A covered pathway—or a completely enclosed passage, perhaps—must be made between the hall and each of the watch posts. She needed someone to organize this construction before the ælven returned in force.

How long might that be? Long enough, she hoped, for Yaras to return with more of Clan Darkshore. Her handful of hunters were barely enough to hold the city, not enough for what she wanted to do next, which was to carry the fight forward to Woodrun.

Her lips twisted in a mirthless smile. Woodrun was where the ælven had gone, no doubt. If she could get to them there, she might take back her prizes. She cared little about the spineless usurper who had called himself governor of Fireshore, but the loss of the Stonereach angered her.

He was hers. He was useful. So few of her people conceived, and those who managed to conceive with ælven always had strong children.

Shalár paused, her hand going to her belly, her thoughts to the spirit that would enter the body growing there.
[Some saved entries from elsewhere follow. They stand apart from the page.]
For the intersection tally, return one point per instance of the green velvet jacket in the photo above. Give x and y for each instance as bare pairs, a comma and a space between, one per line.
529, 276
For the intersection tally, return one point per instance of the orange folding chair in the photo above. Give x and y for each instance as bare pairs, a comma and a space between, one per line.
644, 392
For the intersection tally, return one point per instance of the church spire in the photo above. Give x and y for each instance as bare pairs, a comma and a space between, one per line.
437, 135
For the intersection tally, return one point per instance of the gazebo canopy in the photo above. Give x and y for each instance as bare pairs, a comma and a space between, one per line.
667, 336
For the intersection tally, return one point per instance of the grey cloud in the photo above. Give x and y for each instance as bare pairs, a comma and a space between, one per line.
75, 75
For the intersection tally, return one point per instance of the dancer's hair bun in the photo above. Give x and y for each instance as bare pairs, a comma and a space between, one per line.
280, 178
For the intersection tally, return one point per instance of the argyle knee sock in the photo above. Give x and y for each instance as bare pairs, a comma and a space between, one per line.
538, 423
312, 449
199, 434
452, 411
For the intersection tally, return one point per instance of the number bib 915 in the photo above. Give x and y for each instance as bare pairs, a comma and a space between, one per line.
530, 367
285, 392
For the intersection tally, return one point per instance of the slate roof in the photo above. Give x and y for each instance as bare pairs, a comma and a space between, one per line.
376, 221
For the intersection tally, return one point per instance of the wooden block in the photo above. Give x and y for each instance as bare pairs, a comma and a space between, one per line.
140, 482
The child had long been silent, but she felt its presence nearby. For a moment she was gripped with a strange desire to apologize for the loss of its father.

Folly. The child was hers, and the sire was unimportant to its future. This child would grow to be a leader of Clan Darkshore, and would see them achieve a new prosperity in their homeland.

 

 

Midrange

 

R
ephanin's soul was spread across the valley, tied to each spark of ælven khi by the task that had brought him here. Ehranan shone brightest for him, closest in thought though not in flesh.
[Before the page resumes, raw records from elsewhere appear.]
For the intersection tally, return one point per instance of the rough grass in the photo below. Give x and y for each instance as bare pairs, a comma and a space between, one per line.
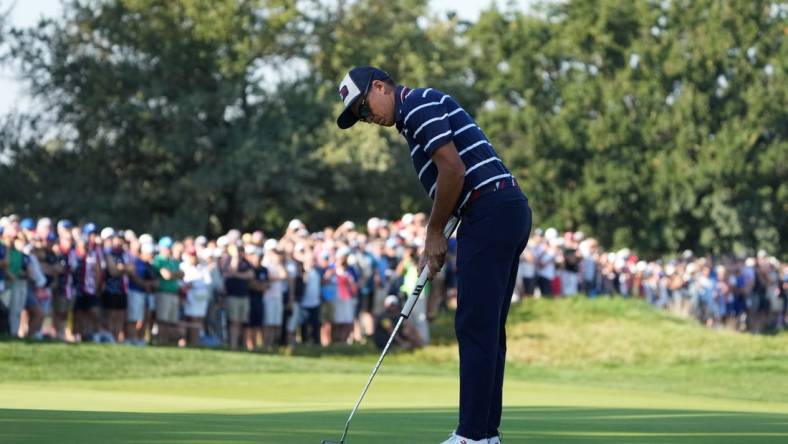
613, 343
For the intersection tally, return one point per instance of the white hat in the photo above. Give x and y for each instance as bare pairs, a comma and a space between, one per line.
222, 241
295, 224
373, 223
251, 249
270, 244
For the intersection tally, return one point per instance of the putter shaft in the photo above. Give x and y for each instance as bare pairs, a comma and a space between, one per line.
407, 308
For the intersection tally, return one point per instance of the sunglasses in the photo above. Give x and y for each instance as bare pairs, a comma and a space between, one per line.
364, 112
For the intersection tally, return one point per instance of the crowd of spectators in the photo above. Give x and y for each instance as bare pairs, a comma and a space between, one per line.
334, 286
738, 292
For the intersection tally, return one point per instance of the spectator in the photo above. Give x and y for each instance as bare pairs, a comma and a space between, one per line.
257, 287
116, 282
344, 304
167, 297
237, 273
310, 304
143, 281
273, 298
197, 281
545, 268
569, 275
89, 276
64, 292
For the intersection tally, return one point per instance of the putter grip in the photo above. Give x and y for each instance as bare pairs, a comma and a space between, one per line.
414, 296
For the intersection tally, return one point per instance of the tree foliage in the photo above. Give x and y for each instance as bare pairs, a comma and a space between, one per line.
653, 125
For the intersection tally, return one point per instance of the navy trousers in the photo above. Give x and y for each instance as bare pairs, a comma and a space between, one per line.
493, 232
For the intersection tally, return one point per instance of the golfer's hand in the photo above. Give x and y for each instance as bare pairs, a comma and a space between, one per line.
435, 247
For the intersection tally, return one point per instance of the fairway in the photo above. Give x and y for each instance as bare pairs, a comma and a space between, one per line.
603, 371
307, 408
Rephanin had all but forgotten flesh. His own lay in a guarded tent well south of the battle. The flesh of others, of the hundreds of the ælven in the valley, he tried to ignore, for there was much pain there, and much fear.

Marovon, move twenty of your guardians up that slope to your left.
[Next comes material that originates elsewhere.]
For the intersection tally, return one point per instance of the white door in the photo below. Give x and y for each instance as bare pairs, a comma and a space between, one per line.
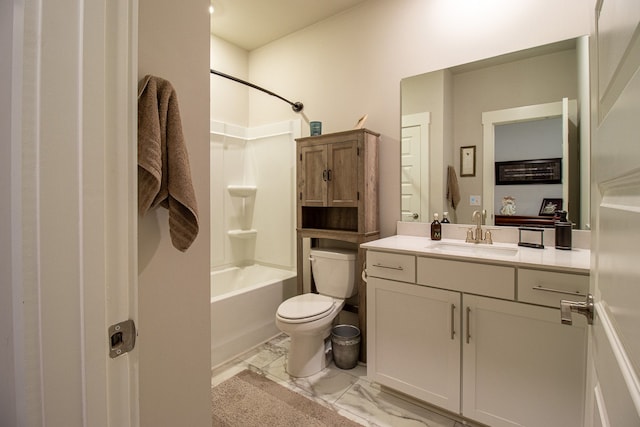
413, 178
613, 387
77, 252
Ehranan's voice sang in his mind, even as it rang through him to every guardian on the field. This was his gift as he had never before made use of it. He could not speak over great distance, but he could speak to any ælven nearby, and in this war he was the conduit for Ehranan's commands.

He sensed the twenty guardians moving, cutting off a group of kobalen trying to cross the ælven's flank. A small ripple in the seething cauldron of the valley.

Kobalen dead lay everywhere, black-furred corpses piled in the river and along its bank, heaped in ghastly rows across the valley that marked the ebb and flow of the battle over the last few days. Now the ælven were moving, pressing north on both sides of the Silverwash.

In the valley's bowl to the west of the river the ælven's main force pushed steadily forward, forcing the kobalen back toward the pass. Another army hastened through the forest along the eastern bank, gathering within the trees at the outpost near the north ford. Ehranan was with them. Soon he would lead them across to fall upon the kobalen from behind.

So long had he been Ehranan's voice to the ælven warriors that his awareness was spread like a net among them, each individual ælven a knot in the web. They moved as one, obeyed as one the commands of Ehranan, who watched and thought for them all.

A strange elation filled him, a sense of the army's power as his own. Despite his passive role, he knew none of this would have happened as successfully as it did without his aid. The theory had been proven. Mindspeech was a powerful tool for an embattled army, therefore a powerful weapon.

How strange to think of oneself as a weapon. Rephanin was disturbed by the idea. As one who had tried—not always with success, but always with sincerity—to keep the creed, it seemed ironic that he should now become a tool of widespread destruction of life.

There was no choice, of course. They must fight or be overwhelmed, so they fought.